Background: The objective of the present study was to characterize the spectrum of circadian blood pressure changes in type I diabetes at different stages of nephropathy by using two monitorings in each patient in order to avoid intra-individual variability.
Patients and methods: A total of 80 type I diabetic subjects and the same number of age, sex and awake mean blood pressure (BP)-matched controls were included. According to urinary albumin excretion, there were 57 normoalbuminurics, 15 persistent microalbuminurics and eight proteinurics. Two 24 h ambulatory blood pressure monitorings were performed at the same urinary albumin excretion stage in absence of antihypertensive treatment for each diabetic subject and for their respective control. Blood pressure and heart rate averages during 24 h, awake, sleep, and day: night ratio were calculated.

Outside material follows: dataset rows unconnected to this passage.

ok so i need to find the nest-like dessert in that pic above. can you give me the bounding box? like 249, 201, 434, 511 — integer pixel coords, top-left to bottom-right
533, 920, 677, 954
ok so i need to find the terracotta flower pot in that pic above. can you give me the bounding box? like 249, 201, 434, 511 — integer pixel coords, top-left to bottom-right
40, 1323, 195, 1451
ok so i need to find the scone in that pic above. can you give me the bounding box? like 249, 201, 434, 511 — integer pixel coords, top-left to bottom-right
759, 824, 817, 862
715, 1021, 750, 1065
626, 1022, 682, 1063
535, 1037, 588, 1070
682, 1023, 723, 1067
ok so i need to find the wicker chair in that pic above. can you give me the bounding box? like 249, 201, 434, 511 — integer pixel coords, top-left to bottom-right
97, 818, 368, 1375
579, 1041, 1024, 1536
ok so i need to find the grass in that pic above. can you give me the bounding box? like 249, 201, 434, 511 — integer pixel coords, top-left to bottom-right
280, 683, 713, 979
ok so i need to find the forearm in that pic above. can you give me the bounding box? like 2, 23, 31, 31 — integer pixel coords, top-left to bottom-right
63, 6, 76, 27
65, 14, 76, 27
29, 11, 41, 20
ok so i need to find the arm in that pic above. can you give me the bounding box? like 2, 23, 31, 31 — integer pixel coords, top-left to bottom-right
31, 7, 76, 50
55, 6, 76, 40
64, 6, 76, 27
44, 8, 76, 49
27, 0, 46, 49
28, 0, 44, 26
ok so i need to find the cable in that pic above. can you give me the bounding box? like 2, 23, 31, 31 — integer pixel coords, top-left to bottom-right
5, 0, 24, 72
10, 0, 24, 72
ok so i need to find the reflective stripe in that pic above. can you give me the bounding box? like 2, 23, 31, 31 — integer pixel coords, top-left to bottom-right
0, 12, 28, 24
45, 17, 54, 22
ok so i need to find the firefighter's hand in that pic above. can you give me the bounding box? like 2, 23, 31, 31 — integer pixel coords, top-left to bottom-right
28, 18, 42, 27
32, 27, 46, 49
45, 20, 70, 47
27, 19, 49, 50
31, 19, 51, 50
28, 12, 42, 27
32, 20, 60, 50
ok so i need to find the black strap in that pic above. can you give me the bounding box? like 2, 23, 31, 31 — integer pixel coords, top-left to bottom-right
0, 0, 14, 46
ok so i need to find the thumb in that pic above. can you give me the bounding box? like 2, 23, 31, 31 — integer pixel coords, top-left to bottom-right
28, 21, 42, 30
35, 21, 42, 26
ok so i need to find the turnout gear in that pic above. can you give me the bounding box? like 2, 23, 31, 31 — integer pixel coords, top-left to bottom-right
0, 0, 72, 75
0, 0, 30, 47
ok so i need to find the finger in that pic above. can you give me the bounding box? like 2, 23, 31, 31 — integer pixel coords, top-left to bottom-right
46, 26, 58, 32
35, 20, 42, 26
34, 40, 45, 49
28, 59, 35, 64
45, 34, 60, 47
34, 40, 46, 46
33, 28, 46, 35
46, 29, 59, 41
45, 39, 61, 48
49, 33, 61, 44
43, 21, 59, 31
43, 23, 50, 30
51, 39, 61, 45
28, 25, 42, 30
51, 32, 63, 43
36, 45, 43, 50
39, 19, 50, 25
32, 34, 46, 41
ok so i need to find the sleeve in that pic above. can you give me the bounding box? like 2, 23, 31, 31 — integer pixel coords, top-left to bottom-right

Results: Seven of the eight proteinuric subjects were hypertensives, whereas hypertension was absent in the normoalbuminuric and microalbuminuric groups. The intraindividual reproducibility in diabetics showed repeatability coefficients for the 24 h systolic and diastolic pressure of 33 and 42%, respectively. This reproducibility for the day: night ratio was generally worse, 57% for systolic and 59% for diastolic. A progressive increment in the mean ambulatory BP was observed across the three groups of diabetics and the differences in BP observed were most evident during the night-time period. Though no differences in the 24 h circadian pattern were present between the normoalbuminurics and their controls, nocturnal differences were observed, not only in microalbuminurics for systolic BP (P < 0.05), but also in proteinurics for both systolic BP (P < 0.01) as well as diastolic BP (P < 0.05). No differences were observed in heart rate among the diabetic groups. The non-dipping pattern in the two monitorings was observed in 80, 58, 18 and 10% of the proteinurics, microalbuminurics, normoalbuminurics and control groups, respectively.
Conclusions: Persistent abnormal circadian variability seems to be an early and frequent characteristic of type I diabetics with an increased urinary albumin excretion. Although present in some normalbuminuric subjects, the frequency of this abnormality increases as the incipient nephropathy progresses. By the time proteinuria is established, nearly all subjects present the abnormal pattern.